Double, double toil and trouble
Fire burn, and cauldron bubble. ~Shakespeare's MacBeth
NY Comptroller, DiNapoli said, "Unlike New Jersey, we don’t ignore our pension fund obligations. While New York still faces significant fiscal challenges, our management of the pension fund has left us in a much better position than other states that have continuously neglected their pension fund obligations."
The Good News: "Moody’s found that the states with the biggest total indebtedness included Connecticut, Hawaii, Illinois, Kentucky, Massachusetts, Mississippi, New Jersey and Rhode Island." "Other big states that have had trouble balancing their budgets lately, like New York and California, tended to fare better in the new rankings. That is because Moody’s counted only the unfunded portion of states’ pension obligations. New York and California have tended to put more money into their state pension funds over the years, so they have somewhat smaller shortfalls."
Now, the but: "Pensions were considered “soft debt” and were considered separately from the bonds, using a different method. 'A more standard analysis would view both of these as liabilities that need to be paid and put stress on your operating budgets,' said Robert Kurtter, managing director for public finance at Moody’s."
Now, more buts and oh, gee: "Moody’s is using the pension values reported by the states. The shortfalls reported by the states greatly understate the scale of the problem... The government method allows public pension funds to credit themselves for the investment income, and the contributions, that they expect to receive in the future. It has come under intense criticism since 2008 because the expected investment returns have not materialized."
Now, from this blog in November 2010:
From Ponzi to Madoff to Hevesi to DiNapoli; New York Learns Anew About Bond Losses And A Phony Safe 7.5% Pension ReturnMadoff had promised safe returns of 10% before the economic recession began.
The SEC warns in its Ponzi Schemes – Frequently Asked Questions that Ponzi schemes share common characteristics:
High investment returns with little or no risk
Overly consistent returns.
Link for Comptroller Di Napoli will reduce his hope to earn 8% percent a year to 7.5%. Except for Madoff, who guarantees a 7.5 percent safe rate of return? Or 7 percent? Or 6 percent? No junk bonds allowed. NY's real rate of return was less than 4% for ten years.
Even worse, NY's return for past 5 years was 01.1%. Link.

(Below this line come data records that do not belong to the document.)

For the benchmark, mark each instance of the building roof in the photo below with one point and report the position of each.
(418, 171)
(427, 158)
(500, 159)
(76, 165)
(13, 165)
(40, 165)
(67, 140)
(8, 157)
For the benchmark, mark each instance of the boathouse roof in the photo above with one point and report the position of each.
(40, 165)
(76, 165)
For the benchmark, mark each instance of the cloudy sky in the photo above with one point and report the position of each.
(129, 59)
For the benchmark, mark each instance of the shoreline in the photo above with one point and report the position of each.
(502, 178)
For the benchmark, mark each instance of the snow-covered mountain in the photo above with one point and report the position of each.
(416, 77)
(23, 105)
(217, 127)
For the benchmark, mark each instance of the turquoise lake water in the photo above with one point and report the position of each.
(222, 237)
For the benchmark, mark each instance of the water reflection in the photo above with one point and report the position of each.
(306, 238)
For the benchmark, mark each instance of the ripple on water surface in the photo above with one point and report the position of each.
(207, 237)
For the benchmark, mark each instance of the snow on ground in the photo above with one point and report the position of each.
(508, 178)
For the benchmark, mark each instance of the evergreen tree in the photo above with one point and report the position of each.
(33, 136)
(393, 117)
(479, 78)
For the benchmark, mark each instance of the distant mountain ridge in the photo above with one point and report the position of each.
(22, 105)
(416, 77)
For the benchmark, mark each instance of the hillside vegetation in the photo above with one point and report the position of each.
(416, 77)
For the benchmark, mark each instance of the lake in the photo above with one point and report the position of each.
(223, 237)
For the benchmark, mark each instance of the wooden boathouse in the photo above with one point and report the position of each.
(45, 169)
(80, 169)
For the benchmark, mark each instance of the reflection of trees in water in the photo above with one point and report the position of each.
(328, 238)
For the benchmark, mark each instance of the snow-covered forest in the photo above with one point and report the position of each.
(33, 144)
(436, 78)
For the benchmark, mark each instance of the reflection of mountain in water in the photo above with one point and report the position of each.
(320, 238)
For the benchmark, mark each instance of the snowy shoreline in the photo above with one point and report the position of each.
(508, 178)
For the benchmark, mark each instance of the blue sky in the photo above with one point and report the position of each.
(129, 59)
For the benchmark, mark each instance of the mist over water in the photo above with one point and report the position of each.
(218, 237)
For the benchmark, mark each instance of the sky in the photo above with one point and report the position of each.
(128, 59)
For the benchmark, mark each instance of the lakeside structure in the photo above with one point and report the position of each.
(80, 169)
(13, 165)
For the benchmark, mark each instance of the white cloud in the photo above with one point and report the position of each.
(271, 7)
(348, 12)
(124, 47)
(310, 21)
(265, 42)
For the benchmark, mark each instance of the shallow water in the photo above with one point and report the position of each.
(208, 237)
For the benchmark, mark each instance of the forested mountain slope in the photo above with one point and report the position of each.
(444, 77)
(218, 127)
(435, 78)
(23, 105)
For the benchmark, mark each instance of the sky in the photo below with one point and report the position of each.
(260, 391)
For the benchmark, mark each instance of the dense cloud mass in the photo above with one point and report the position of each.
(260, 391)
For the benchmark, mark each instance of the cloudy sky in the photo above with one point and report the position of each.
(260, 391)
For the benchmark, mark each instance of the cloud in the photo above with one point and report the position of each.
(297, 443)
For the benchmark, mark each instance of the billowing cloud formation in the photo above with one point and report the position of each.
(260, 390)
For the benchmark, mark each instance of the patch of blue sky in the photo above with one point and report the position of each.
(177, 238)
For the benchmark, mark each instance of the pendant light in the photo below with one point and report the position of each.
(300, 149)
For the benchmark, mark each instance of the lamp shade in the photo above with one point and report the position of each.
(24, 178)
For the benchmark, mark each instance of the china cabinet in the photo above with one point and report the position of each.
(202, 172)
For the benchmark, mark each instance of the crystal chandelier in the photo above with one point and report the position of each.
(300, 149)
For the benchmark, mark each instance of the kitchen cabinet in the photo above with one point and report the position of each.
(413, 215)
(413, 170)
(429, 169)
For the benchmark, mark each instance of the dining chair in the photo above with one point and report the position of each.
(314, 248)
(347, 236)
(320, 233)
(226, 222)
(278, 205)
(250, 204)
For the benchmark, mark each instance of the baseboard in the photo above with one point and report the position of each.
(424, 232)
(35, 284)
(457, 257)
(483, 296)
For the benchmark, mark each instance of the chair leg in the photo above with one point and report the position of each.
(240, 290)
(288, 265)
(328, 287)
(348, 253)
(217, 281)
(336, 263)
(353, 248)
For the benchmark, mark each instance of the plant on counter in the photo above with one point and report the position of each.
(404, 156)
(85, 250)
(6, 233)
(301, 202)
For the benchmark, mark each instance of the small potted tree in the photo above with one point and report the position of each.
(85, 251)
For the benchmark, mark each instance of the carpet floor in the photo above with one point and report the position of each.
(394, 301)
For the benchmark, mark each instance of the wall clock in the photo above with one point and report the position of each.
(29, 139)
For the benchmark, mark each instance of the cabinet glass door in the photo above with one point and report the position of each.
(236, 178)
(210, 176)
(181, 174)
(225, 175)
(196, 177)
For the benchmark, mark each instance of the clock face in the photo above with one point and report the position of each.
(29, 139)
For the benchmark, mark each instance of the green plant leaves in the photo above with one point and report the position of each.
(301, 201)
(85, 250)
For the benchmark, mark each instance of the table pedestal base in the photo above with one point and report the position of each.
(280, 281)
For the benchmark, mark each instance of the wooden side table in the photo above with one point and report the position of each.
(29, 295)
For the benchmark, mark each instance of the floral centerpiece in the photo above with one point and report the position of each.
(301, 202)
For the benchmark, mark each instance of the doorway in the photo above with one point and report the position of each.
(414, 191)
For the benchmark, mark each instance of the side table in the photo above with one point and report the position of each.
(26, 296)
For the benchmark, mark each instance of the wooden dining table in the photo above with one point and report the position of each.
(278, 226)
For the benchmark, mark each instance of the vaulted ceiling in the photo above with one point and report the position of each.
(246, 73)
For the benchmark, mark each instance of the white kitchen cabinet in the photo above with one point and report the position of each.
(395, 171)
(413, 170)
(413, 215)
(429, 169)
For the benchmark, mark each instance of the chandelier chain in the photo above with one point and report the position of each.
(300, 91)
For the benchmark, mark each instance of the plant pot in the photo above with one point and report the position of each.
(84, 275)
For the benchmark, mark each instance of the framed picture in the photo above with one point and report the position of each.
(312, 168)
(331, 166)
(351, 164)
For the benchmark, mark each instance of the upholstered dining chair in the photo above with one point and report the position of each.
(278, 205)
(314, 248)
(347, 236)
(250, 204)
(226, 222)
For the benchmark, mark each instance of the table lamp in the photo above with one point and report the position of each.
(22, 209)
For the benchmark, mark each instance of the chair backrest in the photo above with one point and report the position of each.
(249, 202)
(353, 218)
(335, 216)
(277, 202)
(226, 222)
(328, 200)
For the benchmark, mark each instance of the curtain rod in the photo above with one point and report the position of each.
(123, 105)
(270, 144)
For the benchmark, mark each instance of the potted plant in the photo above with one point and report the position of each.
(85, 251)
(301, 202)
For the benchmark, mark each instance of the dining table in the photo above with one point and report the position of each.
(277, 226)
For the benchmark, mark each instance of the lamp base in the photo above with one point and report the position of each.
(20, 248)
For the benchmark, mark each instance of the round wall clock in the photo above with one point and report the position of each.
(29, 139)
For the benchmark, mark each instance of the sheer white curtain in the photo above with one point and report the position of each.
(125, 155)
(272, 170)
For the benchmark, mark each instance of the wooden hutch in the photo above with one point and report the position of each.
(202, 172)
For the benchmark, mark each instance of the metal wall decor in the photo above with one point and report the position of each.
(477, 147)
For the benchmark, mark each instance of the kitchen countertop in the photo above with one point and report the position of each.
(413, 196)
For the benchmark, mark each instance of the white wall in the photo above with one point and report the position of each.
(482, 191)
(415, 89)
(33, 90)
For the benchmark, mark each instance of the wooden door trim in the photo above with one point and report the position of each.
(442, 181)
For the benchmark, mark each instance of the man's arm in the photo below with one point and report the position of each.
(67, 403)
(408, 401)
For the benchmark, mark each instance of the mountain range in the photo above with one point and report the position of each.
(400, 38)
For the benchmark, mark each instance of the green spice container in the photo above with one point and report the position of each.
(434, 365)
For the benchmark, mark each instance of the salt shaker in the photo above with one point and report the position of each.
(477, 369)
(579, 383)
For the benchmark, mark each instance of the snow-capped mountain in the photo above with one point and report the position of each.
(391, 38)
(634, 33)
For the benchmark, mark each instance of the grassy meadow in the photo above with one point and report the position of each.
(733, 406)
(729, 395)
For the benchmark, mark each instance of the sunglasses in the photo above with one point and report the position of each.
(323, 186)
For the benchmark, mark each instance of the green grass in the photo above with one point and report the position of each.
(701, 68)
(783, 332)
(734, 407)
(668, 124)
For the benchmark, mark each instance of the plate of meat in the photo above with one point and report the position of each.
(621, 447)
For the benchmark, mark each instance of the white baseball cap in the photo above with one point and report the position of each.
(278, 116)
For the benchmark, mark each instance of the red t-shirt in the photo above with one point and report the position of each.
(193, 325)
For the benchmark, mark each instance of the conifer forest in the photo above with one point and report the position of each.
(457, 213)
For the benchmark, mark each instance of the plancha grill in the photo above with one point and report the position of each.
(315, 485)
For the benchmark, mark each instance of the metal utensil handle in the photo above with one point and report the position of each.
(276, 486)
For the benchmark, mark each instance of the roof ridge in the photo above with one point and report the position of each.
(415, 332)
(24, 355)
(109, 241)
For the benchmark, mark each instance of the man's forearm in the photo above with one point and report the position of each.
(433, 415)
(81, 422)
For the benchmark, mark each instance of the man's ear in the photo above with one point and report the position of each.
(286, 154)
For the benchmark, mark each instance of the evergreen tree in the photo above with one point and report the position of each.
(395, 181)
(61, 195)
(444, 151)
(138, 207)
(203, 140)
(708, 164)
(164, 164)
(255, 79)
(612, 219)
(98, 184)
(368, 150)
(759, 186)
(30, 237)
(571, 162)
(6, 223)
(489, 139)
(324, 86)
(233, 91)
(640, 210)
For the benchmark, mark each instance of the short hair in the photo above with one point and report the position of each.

Now more wild accounting: Comptroller Thomas DiNapoli proposes for the state government and local governments a pension “amortization” (i.e., borrowing) plan where the 7.5% rate won’t necessarily affect annual pension fund contributions, because they can borrow their higher payments from the pension fund. Only the Government could imagine being able to use your credit card to charge your credit card payment.
And it gets better, "after a decade in which the New York State pension fund’s annual return on assets averaged less than half its [8%]target rate, the fund will need to jack up its taxpayer-funded contribution rates next year, Comptroller Thomas DiNapoli announced today."
That's you, the taxpayer, paying a 42% rise in your share (11.5% to 16.3%)
Now what do you think Moody's reevaluation of NY debt will be when real world accounting is used?